Key differentials / commonly confused pairs

  • Affinity (Kd) vs intrinsic activity (α) — binding tendency vs activating ability.
  • Potency (ED50) vs efficacy (Emax) — dose needed vs ceiling effect.
  • Competitive (surmountable, Emax kept) vs non-competitive (insurmountable, Emax fallen).
  • Pharmacological vs physiological vs chemical antagonism.
  • Partial agonist vs antagonist — partial agonist does produce a sub-maximal effect alone.
  • Tolerance vs tachyphylaxis vs supersensitivity.
  • Quantal (population, all-or-none) vs graded (individual, intensity) curve.

Rapid revision

  1. Lower Kd = higher affinity; Kd = concentration occupying 50% of receptors.
  2. Full agonist α = 1; partial agonist 0 < α < 1; antagonist α = 0; inverse agonist α negative (needs constitutive activity).
  3. Partial agonist + full agonist ⇒ net antagonism (lowers full agonist's Emax) — buprenorphine.
  4. Competitive antagonist → parallel right shift, Emax preserved, surmountable (naloxone, atropine, propranolol).
  5. Non-competitive/irreversible → depressed Emax, insurmountable (phenoxybenzamine, aspirin–COX).
  6. Potency = position (ED50), efficacy = elevation (Emax); efficacy matters more clinically — furosemide > thiazide.

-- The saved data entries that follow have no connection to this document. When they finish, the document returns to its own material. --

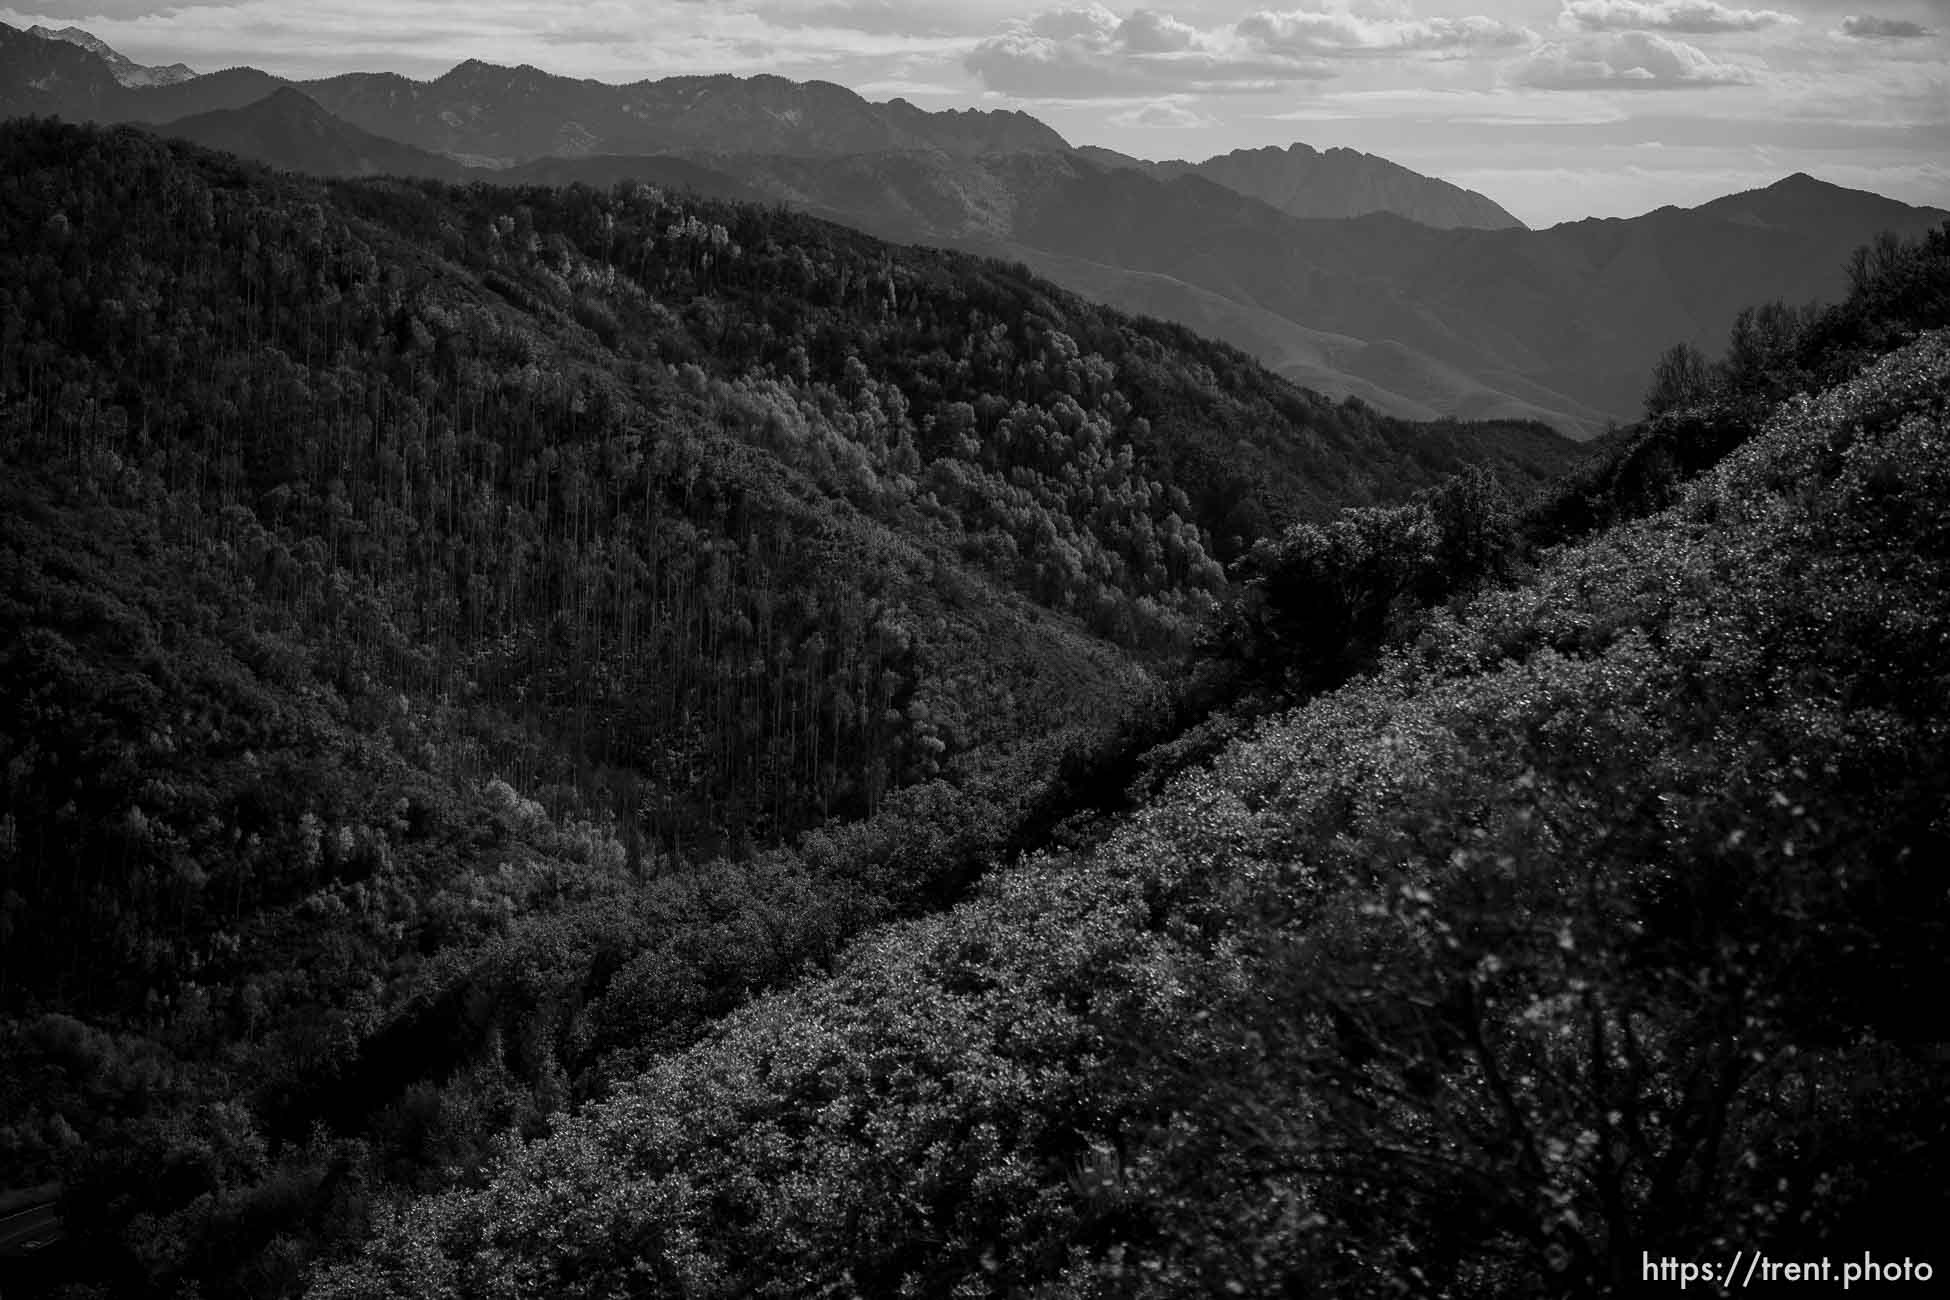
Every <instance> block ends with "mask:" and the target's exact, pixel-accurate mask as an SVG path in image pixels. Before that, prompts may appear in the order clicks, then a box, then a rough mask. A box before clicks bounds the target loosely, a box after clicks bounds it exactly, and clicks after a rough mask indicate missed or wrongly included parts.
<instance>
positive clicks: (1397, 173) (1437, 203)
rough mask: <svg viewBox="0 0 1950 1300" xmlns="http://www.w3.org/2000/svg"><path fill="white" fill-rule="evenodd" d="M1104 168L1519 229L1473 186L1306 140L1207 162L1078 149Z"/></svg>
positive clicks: (1205, 160)
mask: <svg viewBox="0 0 1950 1300" xmlns="http://www.w3.org/2000/svg"><path fill="white" fill-rule="evenodd" d="M1082 152H1084V154H1086V156H1090V158H1092V160H1094V162H1098V164H1104V166H1123V168H1137V170H1141V172H1147V173H1150V175H1156V177H1160V179H1172V177H1180V175H1199V177H1203V179H1207V181H1213V183H1215V185H1225V187H1227V189H1230V191H1234V193H1242V195H1246V197H1250V199H1260V201H1262V203H1269V205H1271V207H1275V209H1279V210H1281V212H1285V214H1289V216H1305V218H1342V216H1367V214H1369V212H1394V214H1396V216H1406V218H1408V220H1414V222H1422V224H1423V226H1435V228H1437V230H1457V228H1468V230H1521V228H1523V222H1521V220H1517V218H1515V216H1511V214H1509V212H1505V210H1503V209H1501V207H1498V205H1496V203H1492V201H1490V199H1486V197H1482V195H1478V193H1476V191H1474V189H1462V187H1461V185H1451V183H1449V181H1443V179H1437V177H1433V175H1422V173H1420V172H1410V170H1408V168H1404V166H1400V164H1396V162H1388V160H1386V158H1377V156H1375V154H1363V152H1359V150H1351V148H1330V150H1326V152H1320V150H1316V148H1312V146H1310V144H1301V142H1295V144H1289V146H1287V148H1279V146H1271V144H1269V146H1266V148H1236V150H1232V152H1230V154H1219V156H1217V158H1207V160H1205V162H1178V160H1174V162H1145V160H1139V158H1129V156H1125V154H1117V152H1113V150H1104V148H1086V150H1082Z"/></svg>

  7. Spare receptors ⇒ EC50 < Kd; maximal effect at sub-maximal occupancy (catecholamines, insulin).
  8. Therapeutic Index = LD50/ED50; higher = safer; SSM (LD1/ED99) is more rigorous.
  9. Narrow-TI / TDM drugs: digoxin, lithium, warfarin, phenytoin, theophylline, aminoglycosides, ciclosporin.

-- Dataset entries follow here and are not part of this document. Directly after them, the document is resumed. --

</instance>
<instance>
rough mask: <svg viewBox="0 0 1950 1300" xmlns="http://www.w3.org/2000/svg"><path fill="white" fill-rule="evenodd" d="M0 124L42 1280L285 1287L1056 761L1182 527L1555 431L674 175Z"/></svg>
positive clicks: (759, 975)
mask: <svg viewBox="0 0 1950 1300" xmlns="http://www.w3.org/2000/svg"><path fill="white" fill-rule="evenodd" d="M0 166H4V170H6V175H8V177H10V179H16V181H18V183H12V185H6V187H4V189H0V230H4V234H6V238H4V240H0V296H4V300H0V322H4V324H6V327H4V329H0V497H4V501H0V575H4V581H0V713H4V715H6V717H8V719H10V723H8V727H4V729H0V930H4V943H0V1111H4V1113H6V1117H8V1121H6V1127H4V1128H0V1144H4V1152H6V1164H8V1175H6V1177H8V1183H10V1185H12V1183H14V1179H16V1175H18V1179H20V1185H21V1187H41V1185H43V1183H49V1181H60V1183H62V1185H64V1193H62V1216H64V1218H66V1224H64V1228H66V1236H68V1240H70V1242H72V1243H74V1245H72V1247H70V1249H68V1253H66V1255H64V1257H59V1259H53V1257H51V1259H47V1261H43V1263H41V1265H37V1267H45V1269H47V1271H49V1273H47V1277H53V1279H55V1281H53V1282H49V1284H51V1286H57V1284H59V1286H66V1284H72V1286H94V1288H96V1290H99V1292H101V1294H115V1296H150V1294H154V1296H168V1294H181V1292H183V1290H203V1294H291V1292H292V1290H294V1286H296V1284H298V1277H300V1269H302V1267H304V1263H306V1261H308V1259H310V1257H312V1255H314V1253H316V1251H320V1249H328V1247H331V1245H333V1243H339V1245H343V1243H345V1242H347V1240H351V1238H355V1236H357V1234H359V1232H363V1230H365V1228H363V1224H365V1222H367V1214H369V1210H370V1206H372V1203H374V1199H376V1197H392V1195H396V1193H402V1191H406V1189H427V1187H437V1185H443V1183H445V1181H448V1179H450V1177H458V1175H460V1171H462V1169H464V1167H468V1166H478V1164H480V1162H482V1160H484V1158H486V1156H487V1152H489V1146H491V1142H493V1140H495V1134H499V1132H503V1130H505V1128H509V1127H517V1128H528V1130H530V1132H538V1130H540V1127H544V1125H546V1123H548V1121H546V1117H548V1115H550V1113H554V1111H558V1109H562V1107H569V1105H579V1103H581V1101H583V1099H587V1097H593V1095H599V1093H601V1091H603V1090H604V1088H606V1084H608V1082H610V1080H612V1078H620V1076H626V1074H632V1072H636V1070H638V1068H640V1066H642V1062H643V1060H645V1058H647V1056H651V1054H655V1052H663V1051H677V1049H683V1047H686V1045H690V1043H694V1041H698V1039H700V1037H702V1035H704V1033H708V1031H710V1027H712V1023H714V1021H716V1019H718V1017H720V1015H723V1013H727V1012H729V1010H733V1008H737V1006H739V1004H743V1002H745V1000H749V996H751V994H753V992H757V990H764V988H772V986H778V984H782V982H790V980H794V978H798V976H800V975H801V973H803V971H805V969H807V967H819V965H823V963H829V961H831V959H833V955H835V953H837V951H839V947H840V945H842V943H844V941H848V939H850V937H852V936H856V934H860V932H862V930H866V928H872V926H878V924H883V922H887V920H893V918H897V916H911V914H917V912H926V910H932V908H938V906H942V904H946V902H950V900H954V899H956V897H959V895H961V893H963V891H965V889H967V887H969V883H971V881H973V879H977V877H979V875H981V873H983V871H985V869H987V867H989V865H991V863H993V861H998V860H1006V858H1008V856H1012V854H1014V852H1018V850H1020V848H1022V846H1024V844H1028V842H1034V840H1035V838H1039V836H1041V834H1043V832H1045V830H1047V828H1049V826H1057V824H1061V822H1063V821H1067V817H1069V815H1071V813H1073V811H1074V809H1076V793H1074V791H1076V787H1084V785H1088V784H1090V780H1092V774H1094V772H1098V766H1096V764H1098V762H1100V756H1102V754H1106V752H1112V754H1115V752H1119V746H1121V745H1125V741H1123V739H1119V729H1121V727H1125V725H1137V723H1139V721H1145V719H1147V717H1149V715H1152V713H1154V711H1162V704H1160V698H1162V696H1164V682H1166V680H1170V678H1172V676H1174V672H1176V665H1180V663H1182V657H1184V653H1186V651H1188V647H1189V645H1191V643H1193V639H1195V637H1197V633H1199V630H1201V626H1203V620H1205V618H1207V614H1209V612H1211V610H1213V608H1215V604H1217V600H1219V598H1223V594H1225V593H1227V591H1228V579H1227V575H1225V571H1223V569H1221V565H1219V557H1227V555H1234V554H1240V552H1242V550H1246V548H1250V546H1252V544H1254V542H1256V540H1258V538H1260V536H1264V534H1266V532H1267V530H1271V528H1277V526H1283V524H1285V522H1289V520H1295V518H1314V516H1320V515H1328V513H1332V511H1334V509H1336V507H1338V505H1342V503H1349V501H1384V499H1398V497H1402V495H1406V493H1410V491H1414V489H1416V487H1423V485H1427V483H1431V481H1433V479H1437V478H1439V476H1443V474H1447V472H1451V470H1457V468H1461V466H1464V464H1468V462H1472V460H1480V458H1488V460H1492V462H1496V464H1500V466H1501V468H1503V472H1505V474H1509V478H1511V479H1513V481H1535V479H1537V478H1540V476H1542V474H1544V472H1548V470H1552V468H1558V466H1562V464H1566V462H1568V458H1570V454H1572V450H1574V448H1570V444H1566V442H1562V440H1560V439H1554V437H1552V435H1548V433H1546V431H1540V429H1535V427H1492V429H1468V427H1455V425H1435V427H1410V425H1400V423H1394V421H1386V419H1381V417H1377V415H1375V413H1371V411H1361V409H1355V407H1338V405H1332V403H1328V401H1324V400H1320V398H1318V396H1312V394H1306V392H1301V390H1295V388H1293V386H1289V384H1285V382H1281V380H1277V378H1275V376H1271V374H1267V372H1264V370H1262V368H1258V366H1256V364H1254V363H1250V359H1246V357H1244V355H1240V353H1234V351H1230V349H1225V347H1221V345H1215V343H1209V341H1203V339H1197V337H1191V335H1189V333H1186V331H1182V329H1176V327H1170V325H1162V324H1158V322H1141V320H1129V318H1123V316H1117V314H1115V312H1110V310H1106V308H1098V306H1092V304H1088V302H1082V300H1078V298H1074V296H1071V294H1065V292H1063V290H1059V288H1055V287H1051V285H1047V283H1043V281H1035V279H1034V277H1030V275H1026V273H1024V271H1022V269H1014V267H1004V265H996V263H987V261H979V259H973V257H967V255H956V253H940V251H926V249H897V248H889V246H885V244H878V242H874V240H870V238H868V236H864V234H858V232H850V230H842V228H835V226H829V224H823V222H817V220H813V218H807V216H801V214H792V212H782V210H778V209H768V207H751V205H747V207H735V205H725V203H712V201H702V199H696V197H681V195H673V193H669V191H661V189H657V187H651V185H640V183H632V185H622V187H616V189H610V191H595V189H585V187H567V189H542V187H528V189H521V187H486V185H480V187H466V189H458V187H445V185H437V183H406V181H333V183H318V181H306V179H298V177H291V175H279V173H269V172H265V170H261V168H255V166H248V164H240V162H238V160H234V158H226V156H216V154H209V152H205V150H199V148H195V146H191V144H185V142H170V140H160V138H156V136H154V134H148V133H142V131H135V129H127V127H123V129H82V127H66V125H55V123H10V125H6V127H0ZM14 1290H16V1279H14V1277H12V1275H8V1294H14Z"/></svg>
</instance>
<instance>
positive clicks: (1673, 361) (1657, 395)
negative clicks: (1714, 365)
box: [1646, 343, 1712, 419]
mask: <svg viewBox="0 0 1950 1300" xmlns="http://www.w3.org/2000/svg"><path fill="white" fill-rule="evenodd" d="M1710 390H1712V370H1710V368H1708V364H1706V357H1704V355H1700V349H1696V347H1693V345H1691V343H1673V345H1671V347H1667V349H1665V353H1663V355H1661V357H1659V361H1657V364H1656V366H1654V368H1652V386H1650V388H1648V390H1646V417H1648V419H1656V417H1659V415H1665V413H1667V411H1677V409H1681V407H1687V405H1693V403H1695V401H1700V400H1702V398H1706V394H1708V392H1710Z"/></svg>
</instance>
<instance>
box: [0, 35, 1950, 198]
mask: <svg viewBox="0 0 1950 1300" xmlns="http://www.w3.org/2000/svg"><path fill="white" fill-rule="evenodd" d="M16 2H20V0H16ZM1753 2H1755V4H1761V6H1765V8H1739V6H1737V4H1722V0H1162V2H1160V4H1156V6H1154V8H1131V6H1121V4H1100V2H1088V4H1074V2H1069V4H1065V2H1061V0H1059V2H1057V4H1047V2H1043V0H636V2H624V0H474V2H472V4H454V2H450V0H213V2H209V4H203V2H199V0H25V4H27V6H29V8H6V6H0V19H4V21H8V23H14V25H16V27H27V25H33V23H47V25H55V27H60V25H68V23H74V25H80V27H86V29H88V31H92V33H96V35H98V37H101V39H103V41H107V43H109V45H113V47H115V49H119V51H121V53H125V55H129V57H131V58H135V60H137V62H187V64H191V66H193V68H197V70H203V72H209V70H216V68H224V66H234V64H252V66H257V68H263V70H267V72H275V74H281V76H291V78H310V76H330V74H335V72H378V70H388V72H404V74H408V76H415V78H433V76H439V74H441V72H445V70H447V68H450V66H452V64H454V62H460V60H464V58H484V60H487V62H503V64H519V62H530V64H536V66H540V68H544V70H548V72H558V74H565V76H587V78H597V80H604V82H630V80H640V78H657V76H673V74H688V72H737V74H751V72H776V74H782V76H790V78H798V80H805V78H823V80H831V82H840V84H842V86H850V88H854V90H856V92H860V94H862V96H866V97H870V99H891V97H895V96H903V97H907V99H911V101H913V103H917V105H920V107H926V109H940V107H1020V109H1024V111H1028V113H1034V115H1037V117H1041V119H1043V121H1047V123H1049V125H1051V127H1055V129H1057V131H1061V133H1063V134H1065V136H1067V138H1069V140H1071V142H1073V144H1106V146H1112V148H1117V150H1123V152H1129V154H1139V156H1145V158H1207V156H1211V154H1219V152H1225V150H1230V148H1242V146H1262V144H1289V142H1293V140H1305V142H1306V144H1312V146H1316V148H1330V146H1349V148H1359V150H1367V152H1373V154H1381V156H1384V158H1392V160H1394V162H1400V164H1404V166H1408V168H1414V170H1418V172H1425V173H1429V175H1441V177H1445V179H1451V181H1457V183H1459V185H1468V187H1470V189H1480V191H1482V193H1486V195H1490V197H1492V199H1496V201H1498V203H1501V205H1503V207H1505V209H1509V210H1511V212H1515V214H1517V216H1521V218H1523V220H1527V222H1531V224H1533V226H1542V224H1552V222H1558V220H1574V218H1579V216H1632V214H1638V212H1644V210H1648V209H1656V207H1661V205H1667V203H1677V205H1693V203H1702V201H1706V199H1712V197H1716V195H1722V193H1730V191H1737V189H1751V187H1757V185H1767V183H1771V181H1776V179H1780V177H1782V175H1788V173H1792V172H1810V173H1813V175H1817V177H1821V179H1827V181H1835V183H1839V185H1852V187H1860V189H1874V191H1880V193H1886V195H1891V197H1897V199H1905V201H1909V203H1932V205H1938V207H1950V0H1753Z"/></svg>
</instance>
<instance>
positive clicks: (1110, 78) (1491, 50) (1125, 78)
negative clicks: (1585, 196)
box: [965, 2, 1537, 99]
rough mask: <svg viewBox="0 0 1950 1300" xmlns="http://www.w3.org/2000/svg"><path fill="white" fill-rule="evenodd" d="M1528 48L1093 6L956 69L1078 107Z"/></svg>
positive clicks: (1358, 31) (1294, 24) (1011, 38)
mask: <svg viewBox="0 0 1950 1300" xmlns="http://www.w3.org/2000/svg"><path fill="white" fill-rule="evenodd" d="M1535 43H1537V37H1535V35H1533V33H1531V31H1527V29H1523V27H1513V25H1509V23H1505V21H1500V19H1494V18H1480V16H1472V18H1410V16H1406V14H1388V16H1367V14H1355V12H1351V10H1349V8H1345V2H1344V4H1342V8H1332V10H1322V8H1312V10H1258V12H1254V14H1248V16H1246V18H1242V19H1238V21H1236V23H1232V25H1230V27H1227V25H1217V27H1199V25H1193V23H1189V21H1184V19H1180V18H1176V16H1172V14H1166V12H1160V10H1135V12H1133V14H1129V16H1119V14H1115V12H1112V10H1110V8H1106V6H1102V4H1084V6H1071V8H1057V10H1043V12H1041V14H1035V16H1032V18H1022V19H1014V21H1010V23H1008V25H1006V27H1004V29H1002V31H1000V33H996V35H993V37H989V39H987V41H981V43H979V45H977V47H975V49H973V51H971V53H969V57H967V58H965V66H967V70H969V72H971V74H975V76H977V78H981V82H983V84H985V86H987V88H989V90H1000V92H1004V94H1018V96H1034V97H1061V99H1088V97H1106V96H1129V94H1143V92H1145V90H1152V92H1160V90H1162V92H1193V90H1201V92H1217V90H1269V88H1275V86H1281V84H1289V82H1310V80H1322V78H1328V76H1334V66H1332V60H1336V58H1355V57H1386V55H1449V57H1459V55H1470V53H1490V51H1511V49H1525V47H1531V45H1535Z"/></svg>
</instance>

  10. Physiological antagonism = adrenaline vs histamine; chemical = protamine–heparin, chelators.
  11. Tachyphylaxis = rapid tolerance via mediator depletion (ephedrine, tyramine, continuous GTN).
  12. Benzodiazepine ↑ frequency, barbiturate ↑ duration of GABA-A Cl⁻ channel opening; β-blocker abrupt stop → rebound (up-regulation).